The 'Harris Rider', which has long been a roadblock to legal recreational cannabis sales in D.C., is currently not included in this year's appropriations bill.

WASHINGTON — D.C. could be one step closer to being able to legalize marijuana sales within its borders.

Senate Appropriations Committee Chairman Senator Patrick Leahy released the remaining appropriation bills for the public viewing Monday. The legislation did not include the so-called "Harris Rider".

In 2014, Maryland Congressman Andy Harry added that provision to the federal appropriations bill, effectively blocking D.C. from regulating and taxing recreational marijuana. At the time, Harris said he wanted to protect teens from drug use.

The rider had routinely been included in the appropriations proposals ever since.

The provision's removal from the latest appropriations bill has excited marijuana advocates like Adam Eidinger.

"We're really excited that the Harris Rider is being removed because DC will finally be able to write its own laws again," he said.

In 2014, Eidinger crafted Initiative 71 in D.C., which made it legal for District residents to grow and possess limited amounts of marijuana on private property. However, locals were still prohibited from selling the substance.

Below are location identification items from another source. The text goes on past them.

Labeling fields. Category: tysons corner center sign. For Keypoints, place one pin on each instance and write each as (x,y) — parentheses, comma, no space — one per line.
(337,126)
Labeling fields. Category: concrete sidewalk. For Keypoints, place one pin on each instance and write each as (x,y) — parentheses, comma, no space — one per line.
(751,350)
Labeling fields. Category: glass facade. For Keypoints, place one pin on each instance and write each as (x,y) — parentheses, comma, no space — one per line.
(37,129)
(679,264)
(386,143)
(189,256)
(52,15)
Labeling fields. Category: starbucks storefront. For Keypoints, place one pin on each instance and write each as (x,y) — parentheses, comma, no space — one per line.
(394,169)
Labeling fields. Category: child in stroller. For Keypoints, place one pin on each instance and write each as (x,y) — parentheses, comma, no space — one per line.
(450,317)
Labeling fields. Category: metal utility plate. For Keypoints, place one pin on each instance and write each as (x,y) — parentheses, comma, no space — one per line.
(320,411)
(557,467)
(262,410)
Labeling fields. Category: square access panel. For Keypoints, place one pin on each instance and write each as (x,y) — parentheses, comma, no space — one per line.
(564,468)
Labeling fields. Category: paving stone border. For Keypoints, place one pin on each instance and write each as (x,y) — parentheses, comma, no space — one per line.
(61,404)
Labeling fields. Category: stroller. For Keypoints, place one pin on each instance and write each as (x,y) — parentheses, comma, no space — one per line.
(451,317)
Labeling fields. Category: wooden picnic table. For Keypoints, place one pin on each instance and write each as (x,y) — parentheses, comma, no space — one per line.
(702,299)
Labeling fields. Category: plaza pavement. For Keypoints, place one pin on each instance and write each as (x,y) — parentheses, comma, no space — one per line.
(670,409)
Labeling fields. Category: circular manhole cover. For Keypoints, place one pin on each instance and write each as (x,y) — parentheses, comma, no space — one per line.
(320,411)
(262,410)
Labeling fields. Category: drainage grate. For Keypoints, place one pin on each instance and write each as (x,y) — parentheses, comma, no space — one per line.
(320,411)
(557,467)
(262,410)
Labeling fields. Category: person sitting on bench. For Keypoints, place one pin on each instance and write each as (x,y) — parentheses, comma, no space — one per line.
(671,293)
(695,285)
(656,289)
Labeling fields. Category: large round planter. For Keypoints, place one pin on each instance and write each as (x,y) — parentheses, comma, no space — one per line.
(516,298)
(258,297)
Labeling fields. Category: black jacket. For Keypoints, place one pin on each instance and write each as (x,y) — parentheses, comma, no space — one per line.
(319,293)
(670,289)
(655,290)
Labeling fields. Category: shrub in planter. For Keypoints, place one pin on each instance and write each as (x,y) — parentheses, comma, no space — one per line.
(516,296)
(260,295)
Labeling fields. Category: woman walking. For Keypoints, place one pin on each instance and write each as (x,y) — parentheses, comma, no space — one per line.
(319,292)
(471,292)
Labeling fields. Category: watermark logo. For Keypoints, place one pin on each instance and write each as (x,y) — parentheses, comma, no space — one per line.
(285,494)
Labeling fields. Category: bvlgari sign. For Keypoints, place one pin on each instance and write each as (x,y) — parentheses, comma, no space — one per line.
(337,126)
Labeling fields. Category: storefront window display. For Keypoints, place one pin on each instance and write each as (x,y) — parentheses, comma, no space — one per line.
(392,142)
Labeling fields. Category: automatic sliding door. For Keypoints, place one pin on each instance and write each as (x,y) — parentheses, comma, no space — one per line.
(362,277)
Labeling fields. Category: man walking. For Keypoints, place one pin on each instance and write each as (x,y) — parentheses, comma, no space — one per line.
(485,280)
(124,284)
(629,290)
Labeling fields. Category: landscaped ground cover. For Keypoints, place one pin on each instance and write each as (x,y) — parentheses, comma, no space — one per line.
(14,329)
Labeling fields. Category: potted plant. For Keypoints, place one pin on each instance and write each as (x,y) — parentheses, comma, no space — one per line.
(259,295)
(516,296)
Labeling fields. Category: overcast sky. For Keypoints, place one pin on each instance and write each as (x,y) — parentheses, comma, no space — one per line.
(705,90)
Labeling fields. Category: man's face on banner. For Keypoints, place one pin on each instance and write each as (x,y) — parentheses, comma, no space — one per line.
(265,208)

"Residents have been screaming we want legal businesses," he said. "We don't want this to be sort of 'quasi-legal.'"

READ: The Comprehensive Cannabis Legalization and Regulation Act of 2021

This all comes as the D.C. Council prepares to tackle legislation proposed by Council Chairman Phil Mendelson that would legalize and regulate the cultivation, production, and sale of recreational cannabis in the District. The bill is named the Comprehensive Cannabis Legalization and Regulation Act of 2021.

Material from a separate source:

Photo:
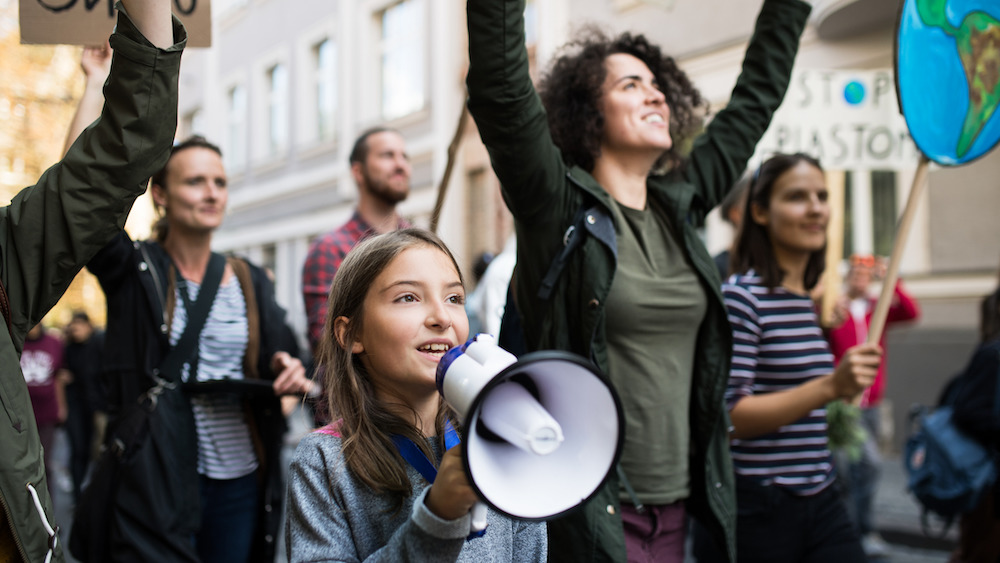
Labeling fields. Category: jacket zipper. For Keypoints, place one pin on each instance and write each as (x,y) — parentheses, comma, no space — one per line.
(13,531)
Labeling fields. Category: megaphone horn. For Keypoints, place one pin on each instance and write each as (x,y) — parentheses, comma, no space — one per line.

The D.C. Council plans to hold a hearing on the proposal on Nov. 21.

Eidinger said he supports the legislation but would like it to include lower licensing fees so the policy could be more equitable. 

"We're really thrilled at DCMJ about the bill that's before the council, but marijuana activists have been saying for a long time we need to have a law that works for everybody," he said.

Both Mendelson and D.C. Mayor Muriel Bowser's office welcomed news of the Harris Rider's removal from the appropriations bill too.

The office of Mayor Muriel Bowser released a statement below:

"The Senate appropriations bill is a critical step in recognizing that in a democracy, DC residents should be governed by DC values. As we continue on the path to DC statehood, I want to thank Senate Appropriations Committee Chair, Senator Patrick Leahy, our good friend and Subcommittee Chair, Senator Chris Van Hollen, and, of course, our champion on the Hill, Congresswoman Eleanor Holmes Norton, for recognizing and advancing the will of DC voters. We urge Congress to pass a final spending bill that similarly removes all anti-Home Rule riders, allowing DC to spend our local funds as we see fit."

In a statement, Mendelson said it was a step in the right direction:

"This is a step in the right direction. We hope that, as the bill moves through the Senate, no rider language is inserted so we can honor the will of District voters and set up a safe, equitable recreational cannabis market."